End of Summer Ruminations

The grind toward the election continues. Every poll is useless because nobody knows how many new voters have registered since Roe was overturned.

Dad moves into assisted living in less than two weeks. He will have access to Direct TV. Apparently there is one channel devoted entirely to broadcasting Perry Mason! All day and all night! I mentioned this to Dad and he laughed. He said one episode a day is probably enough.

I checked out an RV the other day. I want to buy one and retrofit it as a mobile writing studio, but the timing isn’t quite right yet.

The book about the homeless in my neighborhood is nearing completion. I fear it won’t have a happy ending.

The sweeps of the homeless camps around Portland are ratcheting up. They help and they don’t help. The journalists who interview residents of these encampments are asking all the wrong questions. They are treating the residents like children. Ask tough questions of everyone involved, including the advocates for the homeless. I would have loved to been a newspaper reporter covering this beat.

I’m not in favor of Biden running for a second term, but I have loved how he got on the offensive the past three or four months and relentlessly attacked. Not enough Democrats do this.

I would rank the Governor of Florida flying legal immigrants seeking political asylum to Martha’s Vineyard on private planes as the most cynical, amoral and obscene political stunts in my political lifetime. How could anyone decent vote for him?

It looks like I’ll be publishing three new books of my writing next year, including my first children’s book.

It is my sincere with that University or Oregon lose as many football games as possible. I detest what they have come to represent in Oregon with their special teams coach making millions of dollars a year and the new charlatan head coach and his blathering bullshit cliches of “explosive plays” and “physicality.”

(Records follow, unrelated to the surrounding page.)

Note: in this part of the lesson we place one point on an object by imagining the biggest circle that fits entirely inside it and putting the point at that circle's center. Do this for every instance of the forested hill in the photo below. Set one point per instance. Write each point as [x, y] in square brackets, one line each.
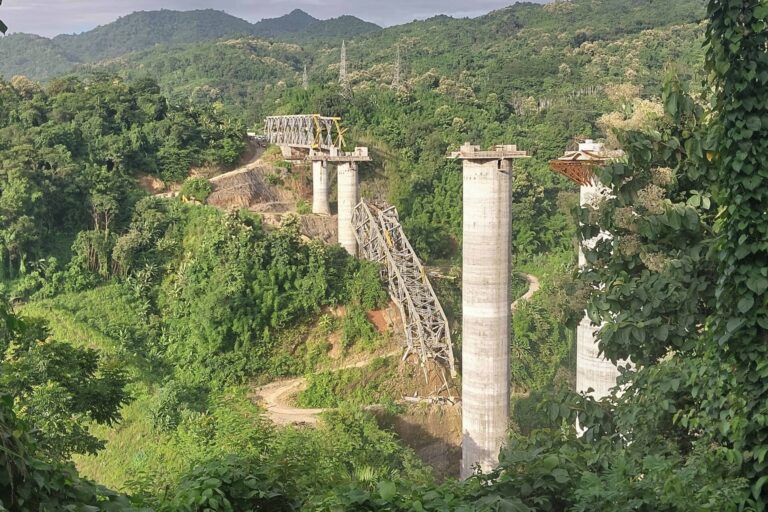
[41, 58]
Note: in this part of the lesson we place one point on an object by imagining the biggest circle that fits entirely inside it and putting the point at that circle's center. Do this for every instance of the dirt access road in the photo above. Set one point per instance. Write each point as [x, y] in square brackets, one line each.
[275, 396]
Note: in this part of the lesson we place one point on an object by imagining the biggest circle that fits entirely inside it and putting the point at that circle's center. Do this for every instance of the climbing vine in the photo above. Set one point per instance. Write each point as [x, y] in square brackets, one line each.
[734, 388]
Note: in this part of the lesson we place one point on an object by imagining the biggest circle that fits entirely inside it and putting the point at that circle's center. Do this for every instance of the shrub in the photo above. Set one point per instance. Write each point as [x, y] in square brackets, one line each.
[197, 188]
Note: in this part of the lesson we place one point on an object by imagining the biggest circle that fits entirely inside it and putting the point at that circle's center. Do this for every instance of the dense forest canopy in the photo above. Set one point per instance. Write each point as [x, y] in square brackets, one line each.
[134, 325]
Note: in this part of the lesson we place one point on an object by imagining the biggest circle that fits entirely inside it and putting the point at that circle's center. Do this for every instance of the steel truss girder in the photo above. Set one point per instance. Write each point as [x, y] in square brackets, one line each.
[305, 131]
[381, 239]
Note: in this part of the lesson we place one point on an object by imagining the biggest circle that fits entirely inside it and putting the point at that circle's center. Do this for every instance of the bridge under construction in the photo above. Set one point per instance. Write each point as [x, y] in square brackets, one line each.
[373, 231]
[381, 239]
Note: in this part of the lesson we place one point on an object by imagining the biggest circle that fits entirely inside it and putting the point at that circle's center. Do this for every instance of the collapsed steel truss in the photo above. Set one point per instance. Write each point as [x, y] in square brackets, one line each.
[381, 239]
[305, 131]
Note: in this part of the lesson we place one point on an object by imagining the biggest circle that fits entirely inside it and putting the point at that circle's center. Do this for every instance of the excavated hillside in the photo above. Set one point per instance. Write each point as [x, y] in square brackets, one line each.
[276, 193]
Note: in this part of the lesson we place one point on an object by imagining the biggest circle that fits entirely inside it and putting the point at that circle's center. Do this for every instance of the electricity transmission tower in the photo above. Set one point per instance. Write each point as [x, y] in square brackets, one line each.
[396, 80]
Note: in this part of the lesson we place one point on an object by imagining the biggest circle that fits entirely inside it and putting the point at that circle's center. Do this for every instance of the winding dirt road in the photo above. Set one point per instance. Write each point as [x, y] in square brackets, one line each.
[275, 396]
[534, 285]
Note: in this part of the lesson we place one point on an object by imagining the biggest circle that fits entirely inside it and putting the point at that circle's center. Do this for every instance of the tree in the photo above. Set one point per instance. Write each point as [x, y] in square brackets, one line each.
[58, 389]
[3, 27]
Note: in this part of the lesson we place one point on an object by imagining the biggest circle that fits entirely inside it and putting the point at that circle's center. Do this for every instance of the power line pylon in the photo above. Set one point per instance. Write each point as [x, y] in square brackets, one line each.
[396, 80]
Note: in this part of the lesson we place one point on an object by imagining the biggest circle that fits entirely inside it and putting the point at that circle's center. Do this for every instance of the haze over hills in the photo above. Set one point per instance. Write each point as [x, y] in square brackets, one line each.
[41, 58]
[181, 296]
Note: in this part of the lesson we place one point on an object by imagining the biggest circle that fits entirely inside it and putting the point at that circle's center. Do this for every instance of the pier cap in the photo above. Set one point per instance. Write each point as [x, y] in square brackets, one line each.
[579, 166]
[360, 154]
[499, 152]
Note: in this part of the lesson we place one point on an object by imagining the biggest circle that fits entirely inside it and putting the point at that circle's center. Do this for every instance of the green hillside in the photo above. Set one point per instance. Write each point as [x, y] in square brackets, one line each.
[146, 29]
[41, 58]
[150, 341]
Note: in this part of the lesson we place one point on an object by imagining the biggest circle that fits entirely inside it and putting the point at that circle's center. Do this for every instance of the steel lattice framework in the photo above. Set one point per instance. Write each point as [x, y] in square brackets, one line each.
[381, 239]
[311, 131]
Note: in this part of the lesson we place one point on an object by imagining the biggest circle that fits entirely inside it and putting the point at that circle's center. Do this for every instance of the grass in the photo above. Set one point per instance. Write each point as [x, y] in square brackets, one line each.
[370, 385]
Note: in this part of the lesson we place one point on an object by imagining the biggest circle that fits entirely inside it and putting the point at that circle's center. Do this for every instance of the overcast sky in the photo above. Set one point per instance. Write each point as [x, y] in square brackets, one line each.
[52, 17]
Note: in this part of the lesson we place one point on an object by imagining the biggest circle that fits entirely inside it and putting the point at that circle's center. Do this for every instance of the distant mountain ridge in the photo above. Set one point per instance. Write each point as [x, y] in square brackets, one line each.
[41, 58]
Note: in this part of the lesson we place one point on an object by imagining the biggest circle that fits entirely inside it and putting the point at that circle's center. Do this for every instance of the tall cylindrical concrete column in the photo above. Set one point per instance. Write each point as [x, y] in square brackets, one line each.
[320, 185]
[592, 370]
[486, 307]
[348, 199]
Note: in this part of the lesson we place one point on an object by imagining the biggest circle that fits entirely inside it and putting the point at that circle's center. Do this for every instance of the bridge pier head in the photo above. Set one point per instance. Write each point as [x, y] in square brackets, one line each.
[320, 188]
[592, 370]
[486, 303]
[349, 189]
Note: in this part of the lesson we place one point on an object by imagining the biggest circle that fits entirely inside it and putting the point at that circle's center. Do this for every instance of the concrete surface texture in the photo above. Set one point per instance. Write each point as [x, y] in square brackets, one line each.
[592, 370]
[320, 188]
[486, 312]
[349, 196]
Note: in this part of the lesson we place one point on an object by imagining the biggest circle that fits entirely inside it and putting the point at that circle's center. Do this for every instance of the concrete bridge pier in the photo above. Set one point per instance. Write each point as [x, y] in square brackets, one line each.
[320, 188]
[349, 196]
[486, 303]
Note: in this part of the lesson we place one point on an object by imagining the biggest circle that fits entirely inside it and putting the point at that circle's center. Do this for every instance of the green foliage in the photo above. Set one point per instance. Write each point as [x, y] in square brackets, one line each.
[732, 387]
[172, 401]
[303, 207]
[70, 153]
[26, 482]
[358, 386]
[356, 329]
[196, 188]
[59, 389]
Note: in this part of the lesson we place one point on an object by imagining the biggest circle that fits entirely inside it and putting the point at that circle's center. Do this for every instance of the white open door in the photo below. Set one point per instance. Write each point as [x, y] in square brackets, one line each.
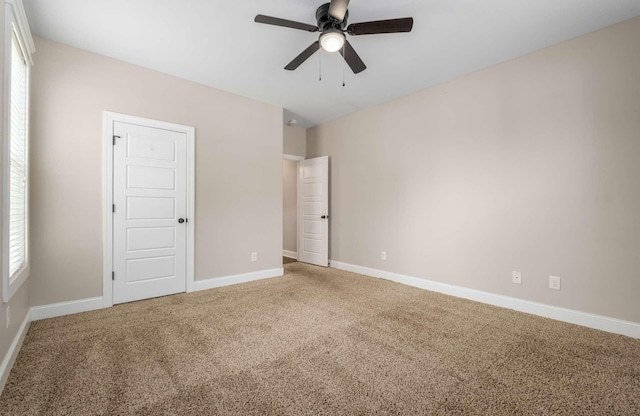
[150, 212]
[313, 206]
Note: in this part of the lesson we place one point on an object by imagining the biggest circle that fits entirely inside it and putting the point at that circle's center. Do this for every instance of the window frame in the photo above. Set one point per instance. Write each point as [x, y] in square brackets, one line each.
[15, 23]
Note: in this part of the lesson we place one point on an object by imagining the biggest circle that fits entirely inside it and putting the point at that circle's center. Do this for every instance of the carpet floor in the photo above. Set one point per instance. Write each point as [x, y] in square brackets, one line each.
[319, 342]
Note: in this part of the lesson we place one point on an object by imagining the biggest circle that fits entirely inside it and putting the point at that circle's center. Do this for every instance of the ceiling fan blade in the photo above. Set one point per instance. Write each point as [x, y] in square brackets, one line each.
[381, 26]
[338, 9]
[285, 23]
[353, 60]
[306, 54]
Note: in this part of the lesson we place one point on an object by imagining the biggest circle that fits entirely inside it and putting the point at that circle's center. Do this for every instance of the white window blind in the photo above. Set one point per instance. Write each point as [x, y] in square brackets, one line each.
[18, 148]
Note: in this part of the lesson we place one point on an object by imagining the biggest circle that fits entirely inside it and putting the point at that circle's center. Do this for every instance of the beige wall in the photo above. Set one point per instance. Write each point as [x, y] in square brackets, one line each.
[295, 141]
[530, 165]
[19, 303]
[290, 205]
[238, 168]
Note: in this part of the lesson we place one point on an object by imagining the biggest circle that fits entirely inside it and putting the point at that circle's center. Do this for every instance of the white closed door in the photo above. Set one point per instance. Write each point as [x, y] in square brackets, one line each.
[150, 207]
[313, 205]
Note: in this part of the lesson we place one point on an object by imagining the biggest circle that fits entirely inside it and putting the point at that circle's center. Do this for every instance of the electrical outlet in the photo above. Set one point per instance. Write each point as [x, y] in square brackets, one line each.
[516, 277]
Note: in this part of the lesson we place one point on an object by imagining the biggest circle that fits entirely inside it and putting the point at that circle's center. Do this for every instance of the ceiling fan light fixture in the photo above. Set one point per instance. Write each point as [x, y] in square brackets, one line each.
[332, 40]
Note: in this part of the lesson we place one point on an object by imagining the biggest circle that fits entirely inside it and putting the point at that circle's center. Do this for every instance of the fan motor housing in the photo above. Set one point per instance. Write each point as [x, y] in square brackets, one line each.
[326, 22]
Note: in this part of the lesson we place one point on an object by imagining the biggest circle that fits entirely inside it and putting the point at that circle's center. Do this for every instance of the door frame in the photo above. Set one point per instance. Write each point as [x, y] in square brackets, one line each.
[297, 159]
[107, 175]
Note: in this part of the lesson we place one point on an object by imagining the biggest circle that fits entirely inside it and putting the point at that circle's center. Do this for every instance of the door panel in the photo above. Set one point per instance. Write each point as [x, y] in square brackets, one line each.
[150, 194]
[313, 230]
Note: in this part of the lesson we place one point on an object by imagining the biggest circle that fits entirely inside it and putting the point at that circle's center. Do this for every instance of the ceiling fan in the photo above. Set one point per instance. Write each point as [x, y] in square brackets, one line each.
[332, 25]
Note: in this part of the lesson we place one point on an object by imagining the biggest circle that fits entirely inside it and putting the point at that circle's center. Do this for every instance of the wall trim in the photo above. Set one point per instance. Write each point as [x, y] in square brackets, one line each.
[603, 323]
[14, 349]
[290, 254]
[237, 278]
[66, 308]
[292, 157]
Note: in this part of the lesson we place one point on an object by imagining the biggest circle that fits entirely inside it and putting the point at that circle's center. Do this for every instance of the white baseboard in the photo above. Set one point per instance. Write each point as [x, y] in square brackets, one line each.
[238, 278]
[603, 323]
[65, 308]
[14, 349]
[290, 254]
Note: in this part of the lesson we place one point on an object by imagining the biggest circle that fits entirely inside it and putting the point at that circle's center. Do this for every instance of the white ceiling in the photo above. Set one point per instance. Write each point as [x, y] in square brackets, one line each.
[217, 43]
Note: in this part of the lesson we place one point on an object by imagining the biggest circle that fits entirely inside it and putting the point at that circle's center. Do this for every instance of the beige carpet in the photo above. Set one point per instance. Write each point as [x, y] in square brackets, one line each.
[319, 342]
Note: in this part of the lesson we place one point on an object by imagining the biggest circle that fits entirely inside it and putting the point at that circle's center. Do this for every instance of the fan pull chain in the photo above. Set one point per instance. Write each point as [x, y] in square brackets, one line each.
[344, 64]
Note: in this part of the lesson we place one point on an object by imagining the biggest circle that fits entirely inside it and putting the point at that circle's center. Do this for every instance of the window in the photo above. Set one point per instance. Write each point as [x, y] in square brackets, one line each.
[16, 148]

I watched ten minutes of the new Lord of Rings streaming show and stopped. It recycled so many shots/tropes/images from the original film trilogy that I simply couldn’t watch. It’s a complexity derivative artistic endeavor, just like the Game of Thrones reboot and all the Star Wars spinoffs.

I picked up a volume of Robert Browning’s poetry from a street library as a present for Dad. We perused the poems and he said he was never much of a Browning fan. Too formal, too long winded. Too much iambic pentameter. I read one sonnet, however, called “Memorabilia” that was simply delightful. It’s about a walker with a head full of thoughts who finds an eagle feather and tucks inside his vest and forgets about all those thoughts because the feather was so wonderful.

I never considered something like taking home an eagle feather found on a walk as an act of collecting memorabilia, but it truly is! I do that sort of thing all the time in nature. I once amassed the world’s largest collection of beaverwood! You talk about memorabilia.

The other night I saw a solo country and western guitar player/singer at a wine bar and was shocked to realize how much I enjoyed the experience of seeing live music. I may make it a regular thing. It was free, which was a good thing since a glass of wine cost $12.

It feels strange to think that I don’t have a single idea for a short story. This hasn’t happened in well over 25 years, about the same time I got the writing going. I don’t even have an idea for a Christmas story!

It looks almost pathetic to me to see people wait in line hours and hours to see an old dead woman. America has got a lot going wrong with it, but at least the Founding Fathers didn’t enshrine a monarchy and titles of nobility into the Constitution, although Alexander Hamilton wanted both.